Investigator: Case not cold
Published 8:43 pm Tuesday, March 26, 2013
Tommy Calhoun is not a household name in the Atmore area, but he may know more about one of the town’s biggest mysteries than anyone else connected to it. Calhoun has been heading up the decade-long case of the disappearance of Melinda Wall McGhee on and off since 2004, even working leads for free at times all as part of what he says has been a non-stop effort to locate the missing wife and mother of two.
Calhoun, who returned to the case in an official capacity in 2012 after nearly three years with the state attorney general’s office, said the duration of the investigation does not make it a “cold case.”
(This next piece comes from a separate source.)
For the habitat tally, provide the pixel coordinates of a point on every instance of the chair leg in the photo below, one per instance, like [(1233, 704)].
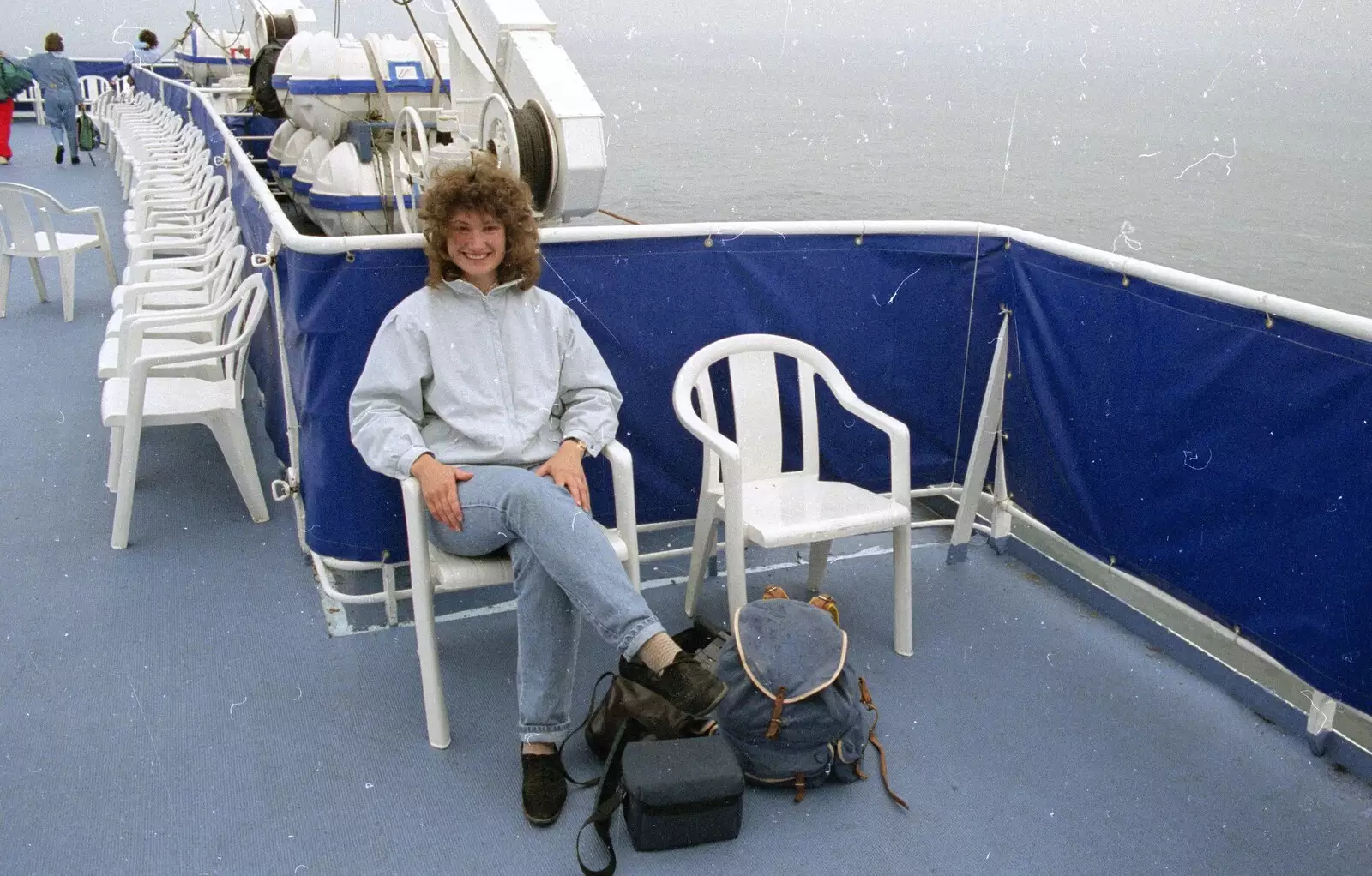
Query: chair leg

“We have employed a strategy that you normally would employ in a cold case,” he said. “We are going back and looking over everything again.”
Escambia County Sheriff Grover Smith said Calhoun is the expert on the subject and worked tirelessly to locate McGhee even during his time in Montgomery.
“He worked from the state level in that capacity as long as he was there,” Smith said. “He always stayed in touch with what was going on.”
Despite the tactics currently being used in the investigation, Calhoun said the case is not cold, but remains very active, adding leads are being followed even now.
Following the press conference held Monday, Calhoun said he could not divulge specifics about remaining suspects in the case, but added there is more than just one person his team is investigating.
“There are several individuals that are highly interesting to us,” Calhoun said. “At least one is incarcerated, while the others are out there free.”
Calhoun said a recent submission of McGhee’s dental record into a national database is also a method the team is using to gain information.
While he said he does expect to solve a homicide, not a missing person’s case, Calhoun too is hopeful closure may soon be found for the family.
“Technically this could be a missing person with suspicion of foul play,” he said. “But there is no reason to believe she is still alive.”
In 2010 a death certificate was issued for McGhee following the seven-year waiting period necessary for a missing person to be declared deceased.
Whether McGhee is actually the victim of a homicide, a kidnapping or some other form of foul play, with his experience, it seems local authorities will continue to look to Calhoun as the person with the best chance of ending what has now reached a decade of sorrow, confusion and unrest for family members of McGhee, and members of the communities she was a part of.